You can’t see it, this chipped front tooth of mine, the hole in my smile. It’s hidden by this mask I made out of a 40-year old Reyn Spooner aloha shirt I inherited from my father. There’s a global pandemic now, and people need facemasks. Many of us in Hawaii are making them for ourselves.

It hurt to cut it up, the holy relic that now protects me against a relentless, invisible menace. It once served as my father’s compulsory, downtown social camouflage, his Honolulu monkey suit. It’s now been butchered for parts.

You wouldn’t know that the negative-space centerpiece of my banged-up grill is the result of the gleeful antics of an 11-year-old knucklehead and his hanai brother on Thanksgiving Day, 1981. Neither of those inseparable boys, those brothers, could then imagine the separate quarantines we now share.

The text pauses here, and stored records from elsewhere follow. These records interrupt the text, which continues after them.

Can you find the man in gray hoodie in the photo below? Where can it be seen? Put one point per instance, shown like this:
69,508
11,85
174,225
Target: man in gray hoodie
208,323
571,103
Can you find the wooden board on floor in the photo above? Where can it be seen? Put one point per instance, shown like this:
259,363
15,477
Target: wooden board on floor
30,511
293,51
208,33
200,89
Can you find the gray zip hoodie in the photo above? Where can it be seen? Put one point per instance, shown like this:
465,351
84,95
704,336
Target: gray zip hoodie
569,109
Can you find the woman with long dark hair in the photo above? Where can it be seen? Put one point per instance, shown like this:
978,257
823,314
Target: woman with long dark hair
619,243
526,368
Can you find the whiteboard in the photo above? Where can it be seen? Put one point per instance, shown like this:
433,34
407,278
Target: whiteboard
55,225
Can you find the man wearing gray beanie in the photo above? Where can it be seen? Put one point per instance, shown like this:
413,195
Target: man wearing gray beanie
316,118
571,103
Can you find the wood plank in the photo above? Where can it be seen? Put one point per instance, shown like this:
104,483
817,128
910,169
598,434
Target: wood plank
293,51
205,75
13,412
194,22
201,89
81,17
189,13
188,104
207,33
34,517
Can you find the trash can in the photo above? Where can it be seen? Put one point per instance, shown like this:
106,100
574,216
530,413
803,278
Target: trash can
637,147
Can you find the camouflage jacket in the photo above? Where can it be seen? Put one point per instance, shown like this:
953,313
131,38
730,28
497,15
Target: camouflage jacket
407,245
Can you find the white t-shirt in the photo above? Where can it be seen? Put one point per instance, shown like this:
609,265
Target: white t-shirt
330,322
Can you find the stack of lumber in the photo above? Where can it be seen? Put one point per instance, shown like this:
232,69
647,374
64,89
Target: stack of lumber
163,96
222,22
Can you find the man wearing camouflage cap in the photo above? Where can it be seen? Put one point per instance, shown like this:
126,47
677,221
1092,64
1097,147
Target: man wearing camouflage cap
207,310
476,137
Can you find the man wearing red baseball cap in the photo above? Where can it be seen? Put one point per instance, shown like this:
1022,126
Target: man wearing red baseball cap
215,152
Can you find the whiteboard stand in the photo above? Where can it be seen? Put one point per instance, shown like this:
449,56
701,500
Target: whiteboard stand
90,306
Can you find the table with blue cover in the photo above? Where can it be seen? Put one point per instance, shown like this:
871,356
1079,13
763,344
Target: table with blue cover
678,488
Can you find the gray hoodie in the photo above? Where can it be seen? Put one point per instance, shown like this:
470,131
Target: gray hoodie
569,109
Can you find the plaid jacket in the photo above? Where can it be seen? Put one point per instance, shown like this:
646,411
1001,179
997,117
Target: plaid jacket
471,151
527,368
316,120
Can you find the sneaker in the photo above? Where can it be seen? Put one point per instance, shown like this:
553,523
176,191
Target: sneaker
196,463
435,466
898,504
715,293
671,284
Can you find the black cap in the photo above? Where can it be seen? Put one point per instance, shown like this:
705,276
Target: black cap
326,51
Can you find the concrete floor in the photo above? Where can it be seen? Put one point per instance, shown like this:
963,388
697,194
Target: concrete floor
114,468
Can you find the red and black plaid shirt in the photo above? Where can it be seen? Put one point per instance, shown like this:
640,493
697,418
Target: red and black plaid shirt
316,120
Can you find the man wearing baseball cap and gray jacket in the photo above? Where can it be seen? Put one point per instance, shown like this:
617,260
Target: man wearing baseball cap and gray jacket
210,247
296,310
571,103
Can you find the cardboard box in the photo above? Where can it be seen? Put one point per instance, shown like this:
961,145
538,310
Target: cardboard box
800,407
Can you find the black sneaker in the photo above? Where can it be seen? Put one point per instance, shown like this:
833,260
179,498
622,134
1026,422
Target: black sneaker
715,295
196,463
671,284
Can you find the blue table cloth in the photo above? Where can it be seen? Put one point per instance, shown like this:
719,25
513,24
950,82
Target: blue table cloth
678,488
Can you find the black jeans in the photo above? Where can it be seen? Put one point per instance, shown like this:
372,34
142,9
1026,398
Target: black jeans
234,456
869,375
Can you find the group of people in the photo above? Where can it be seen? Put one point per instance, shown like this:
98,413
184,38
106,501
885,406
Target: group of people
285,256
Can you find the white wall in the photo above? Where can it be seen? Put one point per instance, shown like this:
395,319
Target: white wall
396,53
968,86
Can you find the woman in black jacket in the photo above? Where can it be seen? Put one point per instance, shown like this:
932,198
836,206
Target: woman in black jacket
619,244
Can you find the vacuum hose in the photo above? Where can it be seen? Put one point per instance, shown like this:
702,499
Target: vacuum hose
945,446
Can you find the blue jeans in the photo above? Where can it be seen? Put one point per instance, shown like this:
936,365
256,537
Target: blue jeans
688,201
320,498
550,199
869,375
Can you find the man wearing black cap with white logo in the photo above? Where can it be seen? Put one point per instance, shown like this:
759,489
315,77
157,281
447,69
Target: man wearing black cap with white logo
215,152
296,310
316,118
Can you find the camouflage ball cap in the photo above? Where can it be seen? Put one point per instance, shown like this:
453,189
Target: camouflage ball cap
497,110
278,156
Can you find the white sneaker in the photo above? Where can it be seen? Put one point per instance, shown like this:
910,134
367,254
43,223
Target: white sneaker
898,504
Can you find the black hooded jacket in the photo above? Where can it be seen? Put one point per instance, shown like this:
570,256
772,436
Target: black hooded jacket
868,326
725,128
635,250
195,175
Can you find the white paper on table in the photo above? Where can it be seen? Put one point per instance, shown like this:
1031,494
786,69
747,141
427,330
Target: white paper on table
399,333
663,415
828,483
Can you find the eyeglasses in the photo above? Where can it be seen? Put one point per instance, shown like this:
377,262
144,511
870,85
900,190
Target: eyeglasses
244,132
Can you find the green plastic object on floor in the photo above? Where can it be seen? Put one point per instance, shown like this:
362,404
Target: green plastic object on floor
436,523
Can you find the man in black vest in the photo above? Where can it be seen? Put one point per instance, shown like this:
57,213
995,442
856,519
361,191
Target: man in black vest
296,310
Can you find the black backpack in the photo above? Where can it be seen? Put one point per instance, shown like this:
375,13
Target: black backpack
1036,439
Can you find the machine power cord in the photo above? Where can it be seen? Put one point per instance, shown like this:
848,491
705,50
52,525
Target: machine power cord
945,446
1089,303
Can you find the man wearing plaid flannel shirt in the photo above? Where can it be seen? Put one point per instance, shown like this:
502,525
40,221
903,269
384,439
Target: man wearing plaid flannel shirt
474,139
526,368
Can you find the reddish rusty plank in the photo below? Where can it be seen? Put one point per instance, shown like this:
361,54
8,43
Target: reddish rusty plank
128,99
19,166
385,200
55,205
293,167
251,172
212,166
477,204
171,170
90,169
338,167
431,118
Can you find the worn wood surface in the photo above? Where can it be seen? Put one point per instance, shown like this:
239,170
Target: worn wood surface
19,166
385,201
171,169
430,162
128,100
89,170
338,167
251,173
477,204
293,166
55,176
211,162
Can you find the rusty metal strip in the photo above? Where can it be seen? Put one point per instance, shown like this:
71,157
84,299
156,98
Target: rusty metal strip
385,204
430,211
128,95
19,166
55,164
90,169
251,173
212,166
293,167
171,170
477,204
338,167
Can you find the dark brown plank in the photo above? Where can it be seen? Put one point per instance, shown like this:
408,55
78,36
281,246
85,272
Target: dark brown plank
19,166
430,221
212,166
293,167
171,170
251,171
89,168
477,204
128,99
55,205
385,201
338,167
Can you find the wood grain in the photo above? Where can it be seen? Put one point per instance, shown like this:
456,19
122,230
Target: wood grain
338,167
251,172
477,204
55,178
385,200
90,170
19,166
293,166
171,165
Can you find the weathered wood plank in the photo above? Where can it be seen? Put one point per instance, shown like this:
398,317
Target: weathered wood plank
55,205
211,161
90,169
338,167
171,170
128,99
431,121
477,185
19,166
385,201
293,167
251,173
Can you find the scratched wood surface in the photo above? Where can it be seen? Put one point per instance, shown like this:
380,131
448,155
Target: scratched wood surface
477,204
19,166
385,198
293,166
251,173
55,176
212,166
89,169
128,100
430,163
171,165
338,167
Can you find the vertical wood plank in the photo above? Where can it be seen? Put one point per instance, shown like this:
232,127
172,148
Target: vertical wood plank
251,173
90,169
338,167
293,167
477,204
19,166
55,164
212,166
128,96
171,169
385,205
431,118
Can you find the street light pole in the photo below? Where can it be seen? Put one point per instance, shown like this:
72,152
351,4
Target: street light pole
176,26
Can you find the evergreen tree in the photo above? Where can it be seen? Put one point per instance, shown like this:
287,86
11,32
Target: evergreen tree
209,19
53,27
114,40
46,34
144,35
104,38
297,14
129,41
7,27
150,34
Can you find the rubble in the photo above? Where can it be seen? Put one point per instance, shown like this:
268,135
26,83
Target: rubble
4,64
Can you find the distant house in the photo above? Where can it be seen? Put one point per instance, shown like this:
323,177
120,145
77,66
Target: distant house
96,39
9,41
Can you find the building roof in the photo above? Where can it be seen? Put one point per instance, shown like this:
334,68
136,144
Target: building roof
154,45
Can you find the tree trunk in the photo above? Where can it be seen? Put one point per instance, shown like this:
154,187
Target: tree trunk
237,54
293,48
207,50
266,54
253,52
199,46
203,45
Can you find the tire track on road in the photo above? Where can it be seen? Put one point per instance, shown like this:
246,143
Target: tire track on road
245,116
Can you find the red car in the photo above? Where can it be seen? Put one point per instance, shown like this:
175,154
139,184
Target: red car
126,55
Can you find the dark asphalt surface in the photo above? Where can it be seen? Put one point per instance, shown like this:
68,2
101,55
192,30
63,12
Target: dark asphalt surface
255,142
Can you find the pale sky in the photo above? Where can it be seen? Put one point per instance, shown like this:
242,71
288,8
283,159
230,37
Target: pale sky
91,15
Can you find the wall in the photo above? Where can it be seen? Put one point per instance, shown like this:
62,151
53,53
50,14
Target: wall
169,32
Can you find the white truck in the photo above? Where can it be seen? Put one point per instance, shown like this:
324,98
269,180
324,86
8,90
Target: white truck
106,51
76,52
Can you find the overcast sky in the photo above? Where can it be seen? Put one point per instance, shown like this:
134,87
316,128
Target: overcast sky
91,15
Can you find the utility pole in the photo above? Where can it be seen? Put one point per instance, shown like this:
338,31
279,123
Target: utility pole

Unless I told you, you couldn’t know that my parents had the jagged hole in my smile spackled the next day because I had an upcoming audition for a speaking part in a second-season episode of Magnum, P.I.

I’d have to tell you that I got the part, that I spent 15 hours at Aloha Stadium for the shoot, and that I played catch and a game of touch football with Tom Selleck and an animated pantheon of NFL Hall-of-Famers and another kid from the shoot. I’d remember marveling, mesmerized, at two Pro Bowlers whose names I forget floating one of those Aerobie flying hoops the full length of the field, from tunnel to tunnel.

The other kid didn’t have a speaking part, and you’d have to ask me to know how “alpha” I felt as I beat him for a long touchdown, a majestic, arcing bomb from Dick Butkus. I’d admit that I don’t really remember if the other kid had any lines in the scene we shot in front of the ticket office. I do remember his name.

I might tell you how superhuman I felt, sprinting for all I was worth as the cast and crew on the sideline roared, pounding in my head like boiling blood. I could probably be convinced to tell you how I spent the crisp $50 bill that Butkus slipped me as we stood on the Rainbows Football logo. I’d imitate the kindly growl I can still hear with my 11-year-old ears, “Thanks, Jamie. You just won me five hundred dollars.” I had just won the Super Bowl.

I’d love to tell you about how bright my future was that day as I mingled among towering, living legends in the long afternoon shadows of a silent and somehow solemn Aloha Stadium.

I could hardly wait to tell my dad about that moment. I hung out with the cast and crew for a catered, on-field dinner after one of the stuntmen called my parents. We were having a great time, he’d said, and would it be all right if I hung out with them until they wrapped for the day? He’d bring me home himself.

I’d recall waking up in the front seat of his massive production van as he pulled up to my family’s rented townhouse, seemingly still dreaming as I floated into my mother’s arms, the happiest boy in the world.

The mask I wear is made out of the shirt my dad was wearing that night as he greeted the stunt coordinator in our driveway. “We had a lot of fun today,” he’d told my dad, shaking his hand. “You got a good kid there.”

I’d probably go on to tell you how the original patch job on my broken tooth gave out sometime in the mid-1990s. I’d describe the drunken punk rock teenager in Golita who slammed into me as I barked into a rusted microphone during a showcase of indie punk bands.

You might ask why I never got it fixed, my chipped tooth. I’d shrug. “What the hell?” I’d say. Might as well get a tattoo removed, if I had one.

It’s a conversation I’d love to have without these COVID masks, maybe over drinks at my local. But this isn’t that, and I’m just here at your gas station for a few basics: beer, bourbon, cigarettes, and instant noodles. You just want me out of your store. We’ll offer muffled thanks and hope our eyes share our sincerity.